Queste componenti possono essere utilizzate per 20-25 anni, ma i materiali che ne garantiscano la resistenza e la leggerezza rendono più complesso il riciclaggio.

“Gli impianti che trattano questo tipo di materiale possono essere di differenti specie”, spiega la fonte di ANEV. “Tra i più utilizzati troviamo il co-processing per la produzione di cemento, oppure il semplice riciclo meccanico che consente di ottenere una buona qualità di materia da poter riutilizzare in molti ambiti operativi dell’edilizia”.

Dalle parti in metallo (acciaio, rame, alluminio e ferro) si ricavano “delle apposite barre che possono essere utilizzate per la produzione di nuovi manufatti in metallo negli ambiti più disparati della produzione industriale”. Sempre tra i metalli, anche se “con numeri ridotti e processi di trattamento ancora da perfezionare”, precisa Astiaso, vengono recuperati i metalli preziosi e le terre rare, che occupano un ruolo decisivo nella transizione ecologica.

L’altra componente da recuperare, basata su processi più difficoltosi e meno maturi, è rappresentata dal materiale composito contenuto principalmente nelle pale.

Grazie al potenziale di riutilizzo del materiale macinato proveniente dalle attività di riduzione volumetrica è possibile ricavare materia prima seconda (materiali derivati dal riciclaggio, dalla rigenerazione o dalla trasformazione di prodotti già esistenti, ndr) per la realizzazione di sottofondi stradali, pannelli per isolamento termico o acustico, mobili, manufatti per arredo e oggetti di design.

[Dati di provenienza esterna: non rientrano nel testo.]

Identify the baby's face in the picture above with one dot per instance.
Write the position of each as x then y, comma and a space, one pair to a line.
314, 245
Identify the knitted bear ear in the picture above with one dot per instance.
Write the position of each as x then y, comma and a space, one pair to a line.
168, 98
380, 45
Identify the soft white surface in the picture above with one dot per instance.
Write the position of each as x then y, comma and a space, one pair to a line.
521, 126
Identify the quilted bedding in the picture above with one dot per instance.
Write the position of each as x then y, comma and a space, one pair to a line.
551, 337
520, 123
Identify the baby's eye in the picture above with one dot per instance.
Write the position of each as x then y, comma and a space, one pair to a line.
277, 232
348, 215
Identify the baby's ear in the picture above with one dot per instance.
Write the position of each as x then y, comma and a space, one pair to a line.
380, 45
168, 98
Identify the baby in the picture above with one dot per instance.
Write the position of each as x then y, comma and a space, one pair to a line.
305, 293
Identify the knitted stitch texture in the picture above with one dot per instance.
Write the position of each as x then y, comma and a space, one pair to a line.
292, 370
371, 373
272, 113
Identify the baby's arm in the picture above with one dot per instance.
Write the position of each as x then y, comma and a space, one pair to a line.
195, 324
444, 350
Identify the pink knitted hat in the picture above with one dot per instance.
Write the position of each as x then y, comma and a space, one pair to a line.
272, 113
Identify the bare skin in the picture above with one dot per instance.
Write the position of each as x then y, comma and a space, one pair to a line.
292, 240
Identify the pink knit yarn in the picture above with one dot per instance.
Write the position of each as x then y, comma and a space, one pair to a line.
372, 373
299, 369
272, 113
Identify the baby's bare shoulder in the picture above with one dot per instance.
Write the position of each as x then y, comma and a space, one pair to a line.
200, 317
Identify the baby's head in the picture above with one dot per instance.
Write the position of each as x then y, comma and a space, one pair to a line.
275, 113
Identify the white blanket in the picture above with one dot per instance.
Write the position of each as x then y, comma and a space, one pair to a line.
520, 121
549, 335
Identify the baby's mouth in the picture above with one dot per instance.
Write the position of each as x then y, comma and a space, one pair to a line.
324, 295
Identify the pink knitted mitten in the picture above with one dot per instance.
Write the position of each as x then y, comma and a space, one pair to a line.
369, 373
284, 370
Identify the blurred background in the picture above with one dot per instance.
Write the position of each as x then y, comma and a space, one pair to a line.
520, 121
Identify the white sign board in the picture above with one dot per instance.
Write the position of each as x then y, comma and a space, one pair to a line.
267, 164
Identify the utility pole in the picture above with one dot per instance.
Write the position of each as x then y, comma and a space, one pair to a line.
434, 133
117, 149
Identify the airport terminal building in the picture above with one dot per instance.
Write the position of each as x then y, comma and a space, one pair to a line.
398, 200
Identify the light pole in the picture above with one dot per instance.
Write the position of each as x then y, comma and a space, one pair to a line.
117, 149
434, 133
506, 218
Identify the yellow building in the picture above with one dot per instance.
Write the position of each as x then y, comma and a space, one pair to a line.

Ma l’attenzione sul riciclo deve essere alta 

L’unico rifiuto “pericoloso” che si genera è lo stirene, un componente della resina poliestere, che comporta rischi per l’ambiente e la salute se smaltito in discarica.

Un recente studio portato avanti dai ricercatori dell’Università di Tecnologia di Kaunas, in Lituania, propone una soluzione innovativa per “neutralizzarlo”. Attraverso la pirolisi, processo termochimico che consente di separare i materiali compositi attraverso il calore in assenza di ossigeno, è stato infatti possibile estrarre questo materiale dalle pale, trasformandolo in un olio ed evitandone quindi la dispersione.

Anche le fibre contenute nelle pale sono state recuperate e purificate attraverso un processo di ossidazione.

Come si può notare, quindi, l’attenzione del settore sull’argomento è massima. In questo discorso si inserisce anche il recente annuncio della società danese Continuum di voler realizzare sei impianti in Europa per lo smaltimento delle pale, in Regno Unito, Francia, Germania, Spagna, Turchia e Danimarca.

Ogni stabilimento, assicura l’azienda, avrà la capacità di riciclare un minimo di 36mila tonnellate all’anno di pale a fine vita, ricavandone nuovi prodotti per l’industria delle costruzioni.